The foundation will focus on three areas where it considers most urgent, including supporting organizations oriented toward curbing anti-AAPI violence, better tracking incidents of hate and violence targeting AAPI communities and creating a K-12 and higher education curriculum that includes the teaching of Asian Americans in American history.
“We created TAAF to stand up for the 23 million Asian Americans and Pacific Islanders living in this country and help bring us all together in the fight for our own prosperity,” Sonal Shah, president of TAAF, said in a statement.
“AAPI communities need systemic change to ensure we are better supported, represented, and celebrated across all aspects of American life.
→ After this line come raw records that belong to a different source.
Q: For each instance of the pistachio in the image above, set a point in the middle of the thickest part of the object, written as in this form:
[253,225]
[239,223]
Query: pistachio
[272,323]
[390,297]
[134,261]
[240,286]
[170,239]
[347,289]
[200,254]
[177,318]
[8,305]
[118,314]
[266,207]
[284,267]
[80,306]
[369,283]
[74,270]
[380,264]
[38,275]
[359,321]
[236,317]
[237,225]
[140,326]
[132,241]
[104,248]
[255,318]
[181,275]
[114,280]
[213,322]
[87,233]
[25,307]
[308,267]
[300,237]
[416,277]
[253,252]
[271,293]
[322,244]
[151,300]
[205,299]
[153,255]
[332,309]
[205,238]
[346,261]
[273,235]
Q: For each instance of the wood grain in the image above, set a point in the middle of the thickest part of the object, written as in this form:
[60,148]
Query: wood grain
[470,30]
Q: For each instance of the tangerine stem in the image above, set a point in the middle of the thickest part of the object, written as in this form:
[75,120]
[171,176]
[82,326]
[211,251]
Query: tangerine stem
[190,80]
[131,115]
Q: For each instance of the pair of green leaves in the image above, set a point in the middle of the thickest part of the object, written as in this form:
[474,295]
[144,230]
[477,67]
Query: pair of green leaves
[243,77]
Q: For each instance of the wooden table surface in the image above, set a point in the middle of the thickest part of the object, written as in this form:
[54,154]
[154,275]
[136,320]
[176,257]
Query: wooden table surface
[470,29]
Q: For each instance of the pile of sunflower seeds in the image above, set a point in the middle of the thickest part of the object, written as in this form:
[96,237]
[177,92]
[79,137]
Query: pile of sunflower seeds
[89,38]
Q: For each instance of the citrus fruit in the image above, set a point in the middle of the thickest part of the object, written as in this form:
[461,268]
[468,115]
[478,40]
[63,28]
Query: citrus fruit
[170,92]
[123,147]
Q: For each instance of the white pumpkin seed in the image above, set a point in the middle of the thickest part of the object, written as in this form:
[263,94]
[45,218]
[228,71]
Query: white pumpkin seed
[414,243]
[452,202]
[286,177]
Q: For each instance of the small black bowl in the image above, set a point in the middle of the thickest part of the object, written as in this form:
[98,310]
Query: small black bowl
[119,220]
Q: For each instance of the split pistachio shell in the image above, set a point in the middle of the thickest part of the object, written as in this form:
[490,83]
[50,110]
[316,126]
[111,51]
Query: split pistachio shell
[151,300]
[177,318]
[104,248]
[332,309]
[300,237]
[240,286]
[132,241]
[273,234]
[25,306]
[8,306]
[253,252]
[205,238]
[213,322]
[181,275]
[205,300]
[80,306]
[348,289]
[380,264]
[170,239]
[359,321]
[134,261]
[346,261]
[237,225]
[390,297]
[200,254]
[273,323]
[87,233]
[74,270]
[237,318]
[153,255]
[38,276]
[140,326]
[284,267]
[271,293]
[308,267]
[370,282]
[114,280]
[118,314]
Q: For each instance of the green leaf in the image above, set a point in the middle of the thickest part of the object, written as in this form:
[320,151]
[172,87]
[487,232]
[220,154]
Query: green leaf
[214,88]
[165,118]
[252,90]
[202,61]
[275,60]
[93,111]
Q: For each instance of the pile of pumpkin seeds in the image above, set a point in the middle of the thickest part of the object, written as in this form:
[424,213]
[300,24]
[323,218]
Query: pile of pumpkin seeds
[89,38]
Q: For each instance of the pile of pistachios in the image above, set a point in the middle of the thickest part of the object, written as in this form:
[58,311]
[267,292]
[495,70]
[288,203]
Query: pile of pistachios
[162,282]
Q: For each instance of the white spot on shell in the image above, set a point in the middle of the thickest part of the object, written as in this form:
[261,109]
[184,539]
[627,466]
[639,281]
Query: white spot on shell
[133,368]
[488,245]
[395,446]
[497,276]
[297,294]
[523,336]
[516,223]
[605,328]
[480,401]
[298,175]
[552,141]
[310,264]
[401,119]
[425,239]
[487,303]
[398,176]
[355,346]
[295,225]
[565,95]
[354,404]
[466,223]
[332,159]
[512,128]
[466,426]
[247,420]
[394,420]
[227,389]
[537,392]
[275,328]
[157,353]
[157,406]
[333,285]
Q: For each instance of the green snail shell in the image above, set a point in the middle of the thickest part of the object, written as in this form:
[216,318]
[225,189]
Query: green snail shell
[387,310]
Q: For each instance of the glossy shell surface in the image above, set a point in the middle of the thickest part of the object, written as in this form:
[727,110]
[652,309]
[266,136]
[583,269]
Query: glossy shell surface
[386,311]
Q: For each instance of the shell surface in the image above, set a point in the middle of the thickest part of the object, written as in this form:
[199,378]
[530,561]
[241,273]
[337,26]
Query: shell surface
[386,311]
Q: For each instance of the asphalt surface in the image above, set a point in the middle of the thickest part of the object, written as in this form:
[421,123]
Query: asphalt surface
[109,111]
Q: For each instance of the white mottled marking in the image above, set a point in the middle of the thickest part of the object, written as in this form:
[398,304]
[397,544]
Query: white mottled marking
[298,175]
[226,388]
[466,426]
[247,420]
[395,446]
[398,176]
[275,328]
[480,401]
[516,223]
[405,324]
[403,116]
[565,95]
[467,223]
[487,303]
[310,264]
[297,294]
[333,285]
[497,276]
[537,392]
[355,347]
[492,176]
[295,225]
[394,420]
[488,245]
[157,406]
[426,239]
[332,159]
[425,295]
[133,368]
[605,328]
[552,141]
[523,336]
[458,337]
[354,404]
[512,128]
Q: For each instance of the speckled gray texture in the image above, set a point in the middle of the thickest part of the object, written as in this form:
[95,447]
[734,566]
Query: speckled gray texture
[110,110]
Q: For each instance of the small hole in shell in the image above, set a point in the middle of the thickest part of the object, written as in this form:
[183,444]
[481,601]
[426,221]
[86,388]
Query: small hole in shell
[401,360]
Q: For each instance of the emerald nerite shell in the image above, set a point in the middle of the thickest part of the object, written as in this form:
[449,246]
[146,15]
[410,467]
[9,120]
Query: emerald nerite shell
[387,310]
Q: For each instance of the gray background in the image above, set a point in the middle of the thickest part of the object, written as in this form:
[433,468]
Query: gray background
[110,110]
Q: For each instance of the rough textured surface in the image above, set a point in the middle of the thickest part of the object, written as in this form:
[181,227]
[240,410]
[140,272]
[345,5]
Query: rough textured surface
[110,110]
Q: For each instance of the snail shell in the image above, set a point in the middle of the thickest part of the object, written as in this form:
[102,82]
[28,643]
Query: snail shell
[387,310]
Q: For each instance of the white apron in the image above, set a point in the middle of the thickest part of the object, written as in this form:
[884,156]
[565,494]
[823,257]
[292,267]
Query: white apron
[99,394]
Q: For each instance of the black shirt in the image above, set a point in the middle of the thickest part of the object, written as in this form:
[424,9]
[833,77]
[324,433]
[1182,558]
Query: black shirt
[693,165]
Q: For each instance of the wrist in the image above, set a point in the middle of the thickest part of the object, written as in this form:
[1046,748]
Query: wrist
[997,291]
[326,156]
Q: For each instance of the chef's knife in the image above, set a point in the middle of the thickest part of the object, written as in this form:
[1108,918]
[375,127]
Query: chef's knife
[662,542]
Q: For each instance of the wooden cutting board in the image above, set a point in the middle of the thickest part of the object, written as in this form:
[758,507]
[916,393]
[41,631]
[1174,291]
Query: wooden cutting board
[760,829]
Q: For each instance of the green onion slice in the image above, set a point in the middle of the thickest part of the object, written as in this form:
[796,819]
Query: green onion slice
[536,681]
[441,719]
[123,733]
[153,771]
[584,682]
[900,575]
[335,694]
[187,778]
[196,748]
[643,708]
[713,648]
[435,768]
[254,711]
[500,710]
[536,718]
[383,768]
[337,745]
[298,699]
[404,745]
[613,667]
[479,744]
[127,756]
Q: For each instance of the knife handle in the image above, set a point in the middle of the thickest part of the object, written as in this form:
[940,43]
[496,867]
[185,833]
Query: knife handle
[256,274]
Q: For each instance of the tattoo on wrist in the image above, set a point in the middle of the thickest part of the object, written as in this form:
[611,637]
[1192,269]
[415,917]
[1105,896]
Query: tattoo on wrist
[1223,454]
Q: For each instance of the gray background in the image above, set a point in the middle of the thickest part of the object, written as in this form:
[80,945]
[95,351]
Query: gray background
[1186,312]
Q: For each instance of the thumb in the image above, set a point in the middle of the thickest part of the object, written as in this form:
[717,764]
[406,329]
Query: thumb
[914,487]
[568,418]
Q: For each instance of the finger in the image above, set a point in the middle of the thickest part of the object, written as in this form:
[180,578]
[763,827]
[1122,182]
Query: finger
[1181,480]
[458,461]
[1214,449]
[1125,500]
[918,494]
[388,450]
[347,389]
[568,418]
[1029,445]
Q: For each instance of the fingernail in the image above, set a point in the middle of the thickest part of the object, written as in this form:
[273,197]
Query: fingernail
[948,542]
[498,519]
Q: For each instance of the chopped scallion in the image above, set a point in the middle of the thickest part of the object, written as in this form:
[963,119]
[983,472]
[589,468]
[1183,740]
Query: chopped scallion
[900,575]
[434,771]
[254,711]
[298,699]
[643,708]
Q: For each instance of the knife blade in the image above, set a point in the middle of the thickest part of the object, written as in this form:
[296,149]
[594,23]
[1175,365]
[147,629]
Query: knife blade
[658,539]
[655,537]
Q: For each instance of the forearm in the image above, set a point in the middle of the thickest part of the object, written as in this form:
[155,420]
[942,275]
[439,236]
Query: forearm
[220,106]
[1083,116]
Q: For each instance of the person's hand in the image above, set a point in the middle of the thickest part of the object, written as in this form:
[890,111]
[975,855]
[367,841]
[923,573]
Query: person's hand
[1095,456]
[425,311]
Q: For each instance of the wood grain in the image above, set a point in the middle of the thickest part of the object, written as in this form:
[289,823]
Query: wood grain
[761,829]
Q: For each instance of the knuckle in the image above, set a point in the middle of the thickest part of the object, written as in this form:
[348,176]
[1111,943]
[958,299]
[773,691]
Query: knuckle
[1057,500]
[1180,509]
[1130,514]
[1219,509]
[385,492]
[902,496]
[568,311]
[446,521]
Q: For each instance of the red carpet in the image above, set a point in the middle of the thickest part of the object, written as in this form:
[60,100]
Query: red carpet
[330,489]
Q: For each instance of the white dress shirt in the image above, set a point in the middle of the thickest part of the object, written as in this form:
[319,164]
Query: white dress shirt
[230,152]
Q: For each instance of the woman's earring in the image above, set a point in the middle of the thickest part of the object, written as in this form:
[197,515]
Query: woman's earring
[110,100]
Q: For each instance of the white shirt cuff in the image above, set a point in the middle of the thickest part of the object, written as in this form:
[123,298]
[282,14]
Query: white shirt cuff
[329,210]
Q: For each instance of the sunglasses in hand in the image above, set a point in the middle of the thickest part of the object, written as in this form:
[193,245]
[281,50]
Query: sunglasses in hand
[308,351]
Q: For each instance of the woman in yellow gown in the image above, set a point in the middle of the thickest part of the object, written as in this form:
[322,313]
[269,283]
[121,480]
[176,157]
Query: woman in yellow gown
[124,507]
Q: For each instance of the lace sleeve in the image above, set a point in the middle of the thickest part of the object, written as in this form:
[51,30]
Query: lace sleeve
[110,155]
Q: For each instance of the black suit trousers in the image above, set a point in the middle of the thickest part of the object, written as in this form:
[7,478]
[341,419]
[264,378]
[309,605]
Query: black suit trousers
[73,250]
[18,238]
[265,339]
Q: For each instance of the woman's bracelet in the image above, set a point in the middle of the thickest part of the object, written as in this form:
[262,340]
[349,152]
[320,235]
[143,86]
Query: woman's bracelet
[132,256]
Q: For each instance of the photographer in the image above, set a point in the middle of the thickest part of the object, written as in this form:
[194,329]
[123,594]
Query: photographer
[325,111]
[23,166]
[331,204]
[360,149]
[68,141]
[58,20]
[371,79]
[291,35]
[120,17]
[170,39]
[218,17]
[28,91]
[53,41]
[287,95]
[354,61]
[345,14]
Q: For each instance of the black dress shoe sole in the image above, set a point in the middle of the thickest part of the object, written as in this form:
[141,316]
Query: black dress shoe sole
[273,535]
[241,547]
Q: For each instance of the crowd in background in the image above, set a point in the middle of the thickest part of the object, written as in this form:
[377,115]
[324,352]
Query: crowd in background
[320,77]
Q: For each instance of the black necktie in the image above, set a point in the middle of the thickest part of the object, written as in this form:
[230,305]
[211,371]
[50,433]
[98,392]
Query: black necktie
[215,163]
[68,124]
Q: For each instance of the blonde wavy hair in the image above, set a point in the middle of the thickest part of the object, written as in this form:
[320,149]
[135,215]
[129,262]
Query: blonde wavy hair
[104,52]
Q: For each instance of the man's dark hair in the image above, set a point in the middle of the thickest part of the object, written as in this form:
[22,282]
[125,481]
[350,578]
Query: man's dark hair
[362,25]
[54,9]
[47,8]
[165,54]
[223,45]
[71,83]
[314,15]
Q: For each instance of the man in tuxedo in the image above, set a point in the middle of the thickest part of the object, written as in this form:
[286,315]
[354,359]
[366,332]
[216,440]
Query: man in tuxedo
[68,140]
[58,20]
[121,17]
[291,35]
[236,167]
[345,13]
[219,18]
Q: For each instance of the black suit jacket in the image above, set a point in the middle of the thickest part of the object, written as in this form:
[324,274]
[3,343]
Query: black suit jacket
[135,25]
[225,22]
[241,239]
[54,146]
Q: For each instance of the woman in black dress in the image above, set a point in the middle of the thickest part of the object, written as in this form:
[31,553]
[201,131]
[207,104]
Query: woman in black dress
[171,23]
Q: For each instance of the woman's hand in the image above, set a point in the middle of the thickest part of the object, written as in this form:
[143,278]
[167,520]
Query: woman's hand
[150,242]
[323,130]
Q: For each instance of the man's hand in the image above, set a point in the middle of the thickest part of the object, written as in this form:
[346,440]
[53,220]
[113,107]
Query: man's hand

TAAF plans to spark that systemic change and help fundamentally transform AAPI empowerment and support well into the future.”
The foundation is chaired by Li Lu, the founder and chairman of the hedge fund Himalaya Capital and includes board members Jerry Yang, the co-founder of Yahoo; Joseph Tsai, the co-founder and executive vice chairman of Alibaba; among other executives.
TAAF is set to host a virtual launch event Tuesday that will include remarks from former presidents Obama, Clinton ad George W. Bush.
The effort comes as Asian Americans have experienced a surge in violence and hate incidents over the past year. Hate crimes against Asian Americans jumped 169 percent over the last year across 15 major U.S. cities, according to a study by the Center for the Study of Hate and Extremism at California State University, San Bernardino.